ENEE350H - Fall, 2004
Homework 4
(Due in class on Tuesday, October 26)
1. A machine supports 16 bit instructions and has 32 general purpose registers. The machine supports the following types of instructions:
· 60 instructions with two register fields
· 30 instructions with one register field
· 3 instructions with a 10 bit immediate field
· 26 instructions with no operands
(a) Is it possible to design an instruction word format for this machine without expanding opcodes? If so, give a design. If not, give a reason why such a design is not possible. (A design without expanding opcodes is where the entire opcode for all instructions is in a single length-invariant opcode field.)
(b) Design an instruction word format for this machine using expanding opcodes. For each of the four types of instructions, draw the 16-bit instruction; divide it among its components; label each with name and number of bits; and specify the particular opcode combination numbers for each. (The choice of combinations to use is yours).
(c) How many more instructions with no operands could this machine support?
(d) Suppose you need the machine to support one instruction with three register fields. Since there is not enough room in the instruction word for this new instruction, you must reduce the number of instructions currently supported. Suppose you can only afford to reduce the number of instructions of one particular type. Which type must you choose and what are the new (reduced) number of instructions of that type?
2. A possible reduced instruction set machine might support the following instructions:
· ADD rd, rs, rt
· NAND rd, rs, rt
· LUI rd, imm
· BEQ rs, rt, addr
· LW rd, (rt)
· SW rs, (rt)
· LLI rd, imm
· JALR rd, rs
Suppose that this machine has 8 general purpose registers. Also suppose that the immediate operand fields on LUI and LLI can hold any integer from -128 to 127. The width of the opcode field is the same for every instruction.
LUI (load upper immediate) and LLI (load lower immediate) allow an immediate number to be loaded into a register. LUI loads the immediate number into the exact upper half of the register specified by rd while LLI loads the immediate number into the exact lower half of rd. Assume that no instructions beside LUI and LLI are needed to get an immediate number into a register, and assume that the immediate field is the same size in LLI and LUI.
(a) Ignoring BEQ, how many bits are needed in the instruction word to support all of these instructions?
(b) If the instruction word is to contain as few bits as possible, how many bits is the BEQ instruction's address field? Assuming that BEQ uses relative addressing, how many instructions ahead can it branch to? (Consider that BEQ can branch backwards as well as forwards and assume that the BEQ PC-relative displacement value is the number of instructions of displacement.).
(c) How many bits are stored in each general purpose register?
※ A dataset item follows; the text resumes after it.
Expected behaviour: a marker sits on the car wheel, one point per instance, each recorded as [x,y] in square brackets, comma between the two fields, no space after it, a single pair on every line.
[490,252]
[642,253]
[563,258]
(d) If LW and SW use register indirect addressing, how many addresses can this machine index?
3. Consider the following recursive C function:
main(){
printf("2 to the power of 5 is %d", two-power(5));
}
int two-power(int n)
{
if (n ==0)
return(1);
else
return(2 * two-power(n-1));
}
(a) Draw a representation of the stack frame for two-power(). Show what each field is intended to hold (by name).
(b) Write a DLX assembly program to implement the C program.
Please submit the following:
Printout of the .s file (assembly program) you wrote.
Printout of a dlxsim session of your program running for a call to two-power(5) from main(). To do so, you could cut and paste a transcript of the session into your favourite editor, eg. Emacs or vi, and then print it out.
Print out another dlxsim session of your program for a call to two-power(12) from main(), but this time, also use DLXSIM to tell you statistics on the program. Use the "stats" command with the "all" option in DLXSIM to do so. On your printout, highlight or circle the total number of cycles your program took to execute.
(Useful references:
Look at how the stack is addressed and grown in DLX assembly programs by looking at the examples in the ~/dlx/test/ directory.
Use the instructions on the class website for how to use the DLX software and its documentation, just like in homework 1.
A discussion on the fundamentals of the stack is in section 5.6.2 of the textbook).